Another story was Robert Armstrong’s life with his wife Bess, who was the daughter of the farmer Robert bought the farm from. I think Robert is up there with some of my favourite characters in literature, I absolutely adored him, he was so admirable and honourable, always the outsider being black but so patient with the people he meets and their initial wary reaction to him being a tall black man.
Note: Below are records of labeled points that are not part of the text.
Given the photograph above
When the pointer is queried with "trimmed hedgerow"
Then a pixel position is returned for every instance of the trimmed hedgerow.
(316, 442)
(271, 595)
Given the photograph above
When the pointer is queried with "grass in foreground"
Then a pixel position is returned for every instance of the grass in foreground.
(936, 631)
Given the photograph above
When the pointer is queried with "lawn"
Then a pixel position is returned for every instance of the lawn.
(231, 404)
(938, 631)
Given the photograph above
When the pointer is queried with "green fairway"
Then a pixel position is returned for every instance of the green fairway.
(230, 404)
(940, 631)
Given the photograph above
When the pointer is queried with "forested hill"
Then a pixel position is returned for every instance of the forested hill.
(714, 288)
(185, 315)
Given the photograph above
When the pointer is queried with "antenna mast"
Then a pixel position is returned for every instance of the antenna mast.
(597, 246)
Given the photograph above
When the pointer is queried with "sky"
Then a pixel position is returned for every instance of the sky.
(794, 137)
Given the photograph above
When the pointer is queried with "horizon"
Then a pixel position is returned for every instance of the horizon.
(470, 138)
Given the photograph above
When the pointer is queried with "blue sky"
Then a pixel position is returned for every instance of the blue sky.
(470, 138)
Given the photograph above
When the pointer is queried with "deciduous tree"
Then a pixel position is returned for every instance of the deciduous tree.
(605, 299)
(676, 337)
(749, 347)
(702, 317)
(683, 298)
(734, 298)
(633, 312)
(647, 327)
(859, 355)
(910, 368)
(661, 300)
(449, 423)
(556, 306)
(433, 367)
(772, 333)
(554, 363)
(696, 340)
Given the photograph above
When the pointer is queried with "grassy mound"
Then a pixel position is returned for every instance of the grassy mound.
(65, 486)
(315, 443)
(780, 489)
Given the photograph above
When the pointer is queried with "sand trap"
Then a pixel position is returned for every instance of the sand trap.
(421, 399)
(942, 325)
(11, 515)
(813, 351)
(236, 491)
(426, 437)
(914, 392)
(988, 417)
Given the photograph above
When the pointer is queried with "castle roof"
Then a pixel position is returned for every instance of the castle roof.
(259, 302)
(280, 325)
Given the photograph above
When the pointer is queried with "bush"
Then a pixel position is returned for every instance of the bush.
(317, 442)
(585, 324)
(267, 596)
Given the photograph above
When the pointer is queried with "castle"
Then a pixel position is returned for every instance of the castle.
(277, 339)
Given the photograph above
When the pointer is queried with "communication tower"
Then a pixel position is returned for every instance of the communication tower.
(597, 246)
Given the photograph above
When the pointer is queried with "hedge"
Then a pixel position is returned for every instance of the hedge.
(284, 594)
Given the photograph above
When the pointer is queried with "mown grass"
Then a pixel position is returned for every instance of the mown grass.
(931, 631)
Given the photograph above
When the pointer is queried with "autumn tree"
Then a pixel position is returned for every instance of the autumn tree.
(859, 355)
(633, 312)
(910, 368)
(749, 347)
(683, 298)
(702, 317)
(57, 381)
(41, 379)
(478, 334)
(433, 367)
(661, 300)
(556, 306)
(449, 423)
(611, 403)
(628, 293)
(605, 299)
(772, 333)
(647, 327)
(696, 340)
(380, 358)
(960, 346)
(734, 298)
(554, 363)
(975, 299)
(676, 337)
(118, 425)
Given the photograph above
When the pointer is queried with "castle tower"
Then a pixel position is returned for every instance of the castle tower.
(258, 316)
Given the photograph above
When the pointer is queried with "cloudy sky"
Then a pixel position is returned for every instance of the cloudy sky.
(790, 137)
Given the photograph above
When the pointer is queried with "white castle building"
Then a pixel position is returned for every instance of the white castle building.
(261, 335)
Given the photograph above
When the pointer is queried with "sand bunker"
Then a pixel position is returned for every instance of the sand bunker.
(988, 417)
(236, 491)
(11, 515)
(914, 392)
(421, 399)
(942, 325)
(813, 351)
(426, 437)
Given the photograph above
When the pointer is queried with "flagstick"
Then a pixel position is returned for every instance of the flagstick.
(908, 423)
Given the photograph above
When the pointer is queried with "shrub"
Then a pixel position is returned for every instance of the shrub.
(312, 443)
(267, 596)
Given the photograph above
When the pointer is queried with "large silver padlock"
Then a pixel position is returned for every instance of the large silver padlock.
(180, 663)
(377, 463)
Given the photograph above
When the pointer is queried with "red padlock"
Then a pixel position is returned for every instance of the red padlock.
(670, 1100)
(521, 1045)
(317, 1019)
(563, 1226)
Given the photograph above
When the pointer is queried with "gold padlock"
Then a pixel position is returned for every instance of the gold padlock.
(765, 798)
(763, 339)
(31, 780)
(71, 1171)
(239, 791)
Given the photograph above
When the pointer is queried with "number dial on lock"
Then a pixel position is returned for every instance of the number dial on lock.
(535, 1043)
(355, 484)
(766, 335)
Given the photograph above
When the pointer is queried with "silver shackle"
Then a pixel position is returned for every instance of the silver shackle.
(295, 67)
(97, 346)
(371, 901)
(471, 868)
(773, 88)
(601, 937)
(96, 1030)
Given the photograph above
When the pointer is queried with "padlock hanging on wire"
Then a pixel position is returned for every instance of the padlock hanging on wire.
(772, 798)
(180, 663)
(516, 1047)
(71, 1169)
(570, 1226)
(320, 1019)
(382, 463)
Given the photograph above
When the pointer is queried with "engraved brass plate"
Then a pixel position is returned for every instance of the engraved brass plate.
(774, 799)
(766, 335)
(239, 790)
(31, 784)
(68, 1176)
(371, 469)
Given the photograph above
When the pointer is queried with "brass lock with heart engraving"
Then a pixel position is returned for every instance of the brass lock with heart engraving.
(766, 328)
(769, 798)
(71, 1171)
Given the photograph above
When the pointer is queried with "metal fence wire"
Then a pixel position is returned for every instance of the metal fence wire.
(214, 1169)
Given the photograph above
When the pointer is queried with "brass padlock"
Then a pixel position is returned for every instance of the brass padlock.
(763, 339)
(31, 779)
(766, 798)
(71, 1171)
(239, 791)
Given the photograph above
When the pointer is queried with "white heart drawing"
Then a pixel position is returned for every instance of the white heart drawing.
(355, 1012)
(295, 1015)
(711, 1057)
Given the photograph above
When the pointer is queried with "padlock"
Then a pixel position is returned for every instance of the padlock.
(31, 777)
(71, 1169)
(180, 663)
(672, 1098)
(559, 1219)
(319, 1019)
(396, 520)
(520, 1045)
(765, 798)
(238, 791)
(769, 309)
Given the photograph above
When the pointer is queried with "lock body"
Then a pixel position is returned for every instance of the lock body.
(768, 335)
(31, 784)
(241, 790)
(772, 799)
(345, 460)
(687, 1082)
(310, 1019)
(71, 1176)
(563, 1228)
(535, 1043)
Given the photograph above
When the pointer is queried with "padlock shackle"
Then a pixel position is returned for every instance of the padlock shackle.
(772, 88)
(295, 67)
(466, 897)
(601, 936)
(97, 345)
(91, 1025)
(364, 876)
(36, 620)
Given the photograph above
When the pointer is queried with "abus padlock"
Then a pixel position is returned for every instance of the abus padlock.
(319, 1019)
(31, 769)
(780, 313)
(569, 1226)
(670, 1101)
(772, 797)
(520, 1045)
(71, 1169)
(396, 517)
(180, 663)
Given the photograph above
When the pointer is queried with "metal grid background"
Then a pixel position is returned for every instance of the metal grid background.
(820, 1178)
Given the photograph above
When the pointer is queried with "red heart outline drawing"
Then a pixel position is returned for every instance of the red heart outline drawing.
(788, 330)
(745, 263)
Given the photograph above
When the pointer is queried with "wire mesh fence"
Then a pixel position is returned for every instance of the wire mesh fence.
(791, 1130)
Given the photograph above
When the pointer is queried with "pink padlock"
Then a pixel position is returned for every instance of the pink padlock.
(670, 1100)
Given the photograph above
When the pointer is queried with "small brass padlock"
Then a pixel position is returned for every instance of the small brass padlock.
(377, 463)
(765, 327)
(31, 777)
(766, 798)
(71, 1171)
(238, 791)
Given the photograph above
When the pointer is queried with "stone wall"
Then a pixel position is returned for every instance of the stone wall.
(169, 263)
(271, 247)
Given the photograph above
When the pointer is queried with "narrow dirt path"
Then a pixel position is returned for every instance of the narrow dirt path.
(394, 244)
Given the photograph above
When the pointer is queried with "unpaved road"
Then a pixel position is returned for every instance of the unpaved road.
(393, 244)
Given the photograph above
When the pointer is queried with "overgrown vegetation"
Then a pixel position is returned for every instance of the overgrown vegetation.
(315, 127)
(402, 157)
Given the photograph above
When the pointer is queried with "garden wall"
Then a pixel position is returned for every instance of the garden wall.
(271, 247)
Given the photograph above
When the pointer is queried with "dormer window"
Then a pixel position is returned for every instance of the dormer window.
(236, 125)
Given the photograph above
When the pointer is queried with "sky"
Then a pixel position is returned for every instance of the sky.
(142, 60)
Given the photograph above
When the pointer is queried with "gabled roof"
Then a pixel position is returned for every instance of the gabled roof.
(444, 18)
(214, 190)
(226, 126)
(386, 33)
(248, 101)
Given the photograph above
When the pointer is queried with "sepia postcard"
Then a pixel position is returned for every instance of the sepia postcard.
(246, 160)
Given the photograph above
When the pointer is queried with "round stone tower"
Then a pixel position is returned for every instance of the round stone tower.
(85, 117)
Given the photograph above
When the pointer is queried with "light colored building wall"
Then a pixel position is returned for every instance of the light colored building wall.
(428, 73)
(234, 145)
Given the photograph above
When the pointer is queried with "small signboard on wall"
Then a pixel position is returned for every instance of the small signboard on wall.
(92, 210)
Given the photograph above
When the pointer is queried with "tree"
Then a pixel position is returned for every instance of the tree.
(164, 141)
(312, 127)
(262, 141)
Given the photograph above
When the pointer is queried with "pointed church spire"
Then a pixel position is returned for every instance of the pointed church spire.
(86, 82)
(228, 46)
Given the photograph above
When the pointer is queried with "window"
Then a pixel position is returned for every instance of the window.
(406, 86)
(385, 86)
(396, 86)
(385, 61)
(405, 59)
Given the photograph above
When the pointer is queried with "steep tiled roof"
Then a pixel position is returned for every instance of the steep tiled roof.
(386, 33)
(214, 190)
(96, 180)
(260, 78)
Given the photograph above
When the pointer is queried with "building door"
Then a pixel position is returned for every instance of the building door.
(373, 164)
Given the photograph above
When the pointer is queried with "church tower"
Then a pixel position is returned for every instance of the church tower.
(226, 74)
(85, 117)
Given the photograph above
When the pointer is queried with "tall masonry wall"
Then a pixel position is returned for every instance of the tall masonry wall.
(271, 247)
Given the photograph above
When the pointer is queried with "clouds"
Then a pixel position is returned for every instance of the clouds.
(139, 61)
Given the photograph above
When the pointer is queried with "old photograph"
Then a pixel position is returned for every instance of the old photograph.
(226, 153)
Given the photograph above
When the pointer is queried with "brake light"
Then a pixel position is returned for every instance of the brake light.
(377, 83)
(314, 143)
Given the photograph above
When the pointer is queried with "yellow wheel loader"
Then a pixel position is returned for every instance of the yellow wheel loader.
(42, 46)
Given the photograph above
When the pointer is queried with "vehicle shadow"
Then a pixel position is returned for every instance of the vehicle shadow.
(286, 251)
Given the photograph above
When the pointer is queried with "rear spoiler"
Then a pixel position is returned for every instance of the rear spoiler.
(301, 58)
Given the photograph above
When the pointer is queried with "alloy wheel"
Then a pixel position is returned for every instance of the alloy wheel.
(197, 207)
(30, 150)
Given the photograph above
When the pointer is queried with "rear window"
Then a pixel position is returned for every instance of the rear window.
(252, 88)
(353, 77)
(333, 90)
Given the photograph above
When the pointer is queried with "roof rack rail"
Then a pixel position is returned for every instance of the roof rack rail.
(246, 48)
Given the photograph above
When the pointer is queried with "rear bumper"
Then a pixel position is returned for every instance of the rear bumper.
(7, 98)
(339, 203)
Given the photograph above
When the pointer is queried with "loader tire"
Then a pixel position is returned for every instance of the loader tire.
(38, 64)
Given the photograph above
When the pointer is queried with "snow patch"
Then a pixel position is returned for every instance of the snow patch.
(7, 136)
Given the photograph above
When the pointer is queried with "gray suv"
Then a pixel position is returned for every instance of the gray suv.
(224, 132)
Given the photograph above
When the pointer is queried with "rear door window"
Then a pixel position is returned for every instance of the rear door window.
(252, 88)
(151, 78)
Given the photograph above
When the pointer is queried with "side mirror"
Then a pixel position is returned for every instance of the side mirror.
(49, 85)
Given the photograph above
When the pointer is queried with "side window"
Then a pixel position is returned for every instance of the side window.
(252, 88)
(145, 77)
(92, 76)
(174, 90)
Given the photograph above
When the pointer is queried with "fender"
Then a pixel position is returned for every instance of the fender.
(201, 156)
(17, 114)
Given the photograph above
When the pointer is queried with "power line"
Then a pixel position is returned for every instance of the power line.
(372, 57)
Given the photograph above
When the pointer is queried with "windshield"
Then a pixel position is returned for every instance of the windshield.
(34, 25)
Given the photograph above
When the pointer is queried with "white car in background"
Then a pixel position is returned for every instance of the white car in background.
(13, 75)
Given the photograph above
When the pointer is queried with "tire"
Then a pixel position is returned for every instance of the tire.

And I loved how caring he was with his animals and always carrying treats in his pockets for those he met. I was getting anxious for his pig, Maud, when she was stolen and hoped she would be returned to him, Maud being quite an amazing pig who was able to ‘solve’ people’s problems and counsel them and provide comfort. And I was desperate for the cruelly treated butcher’s boy, Ben, to go to Robert for sanctuary and got quite worried about him when he ran away from his horrible father and didn’t turn up at Robert’s where he was heading to. The identity of the found child greatly upsets Robert, he was keen to have the child’s identity known for sure, not in order to keep the child himself but to selflessly ensure the Vaughans could then relax and enjoy having Amelia back, or if it was Alice and his grandchild then she could belong with them. 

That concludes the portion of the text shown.